Das Umweltbundesamt hat nachgewiesen, dass durch baureife Brachflächen in den Städten und Gemeinden ca. 50 Prozent des mittelfristigen Wohnraumbedarfs gedeckt werden können. Baureife Wiedernutzungsflächen sind ebenfalls so ausreichend vorhanden, dass der gesamte mittelfristige Bedarf an Gewerbeflächen bedient werden kann. Hinzu kommen noch die Potentiale im Bereich Nachverdichtung, Geschosserhöhung und die noch lange nicht ausgeschöpften Möglichkeiten der Altbausanierung und der Sicherung des Wohnungsbestandes im Innenbereich der Kommunen.
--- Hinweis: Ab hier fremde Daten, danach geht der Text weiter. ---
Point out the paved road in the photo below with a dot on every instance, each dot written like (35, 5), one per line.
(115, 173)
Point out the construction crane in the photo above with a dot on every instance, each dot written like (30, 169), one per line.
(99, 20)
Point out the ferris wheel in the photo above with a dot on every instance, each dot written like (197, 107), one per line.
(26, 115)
Wir brauchen keine fortgesetzte Versiegelung und Lebensraumzerstörung, um unser Bedürfnis nach Wohnraum und Arbeitsplätzen zu realisieren. Was wir stattdessen brauchen, ist eine veränderte Wohnraum- und Gewerbeansiedlungspolitik, die kreativ und umsetzungsorientiert die Möglichkeiten im Bestand der Kommunen realisiert und die Bevölkerungsentwicklung berücksichtigt.
Flächenverbrauch macht auch vor Erholungsräumen nicht halt: Im Jahr 2001 musste sich der BUND gegen Pläne der Landesregierung wehren, das Bodensee-Ufer offiziell zum "Verdichtungsraum" zu erklären. Ein Anstieg der Bau-Begehrlichkeit wäre zweifellos die Folge.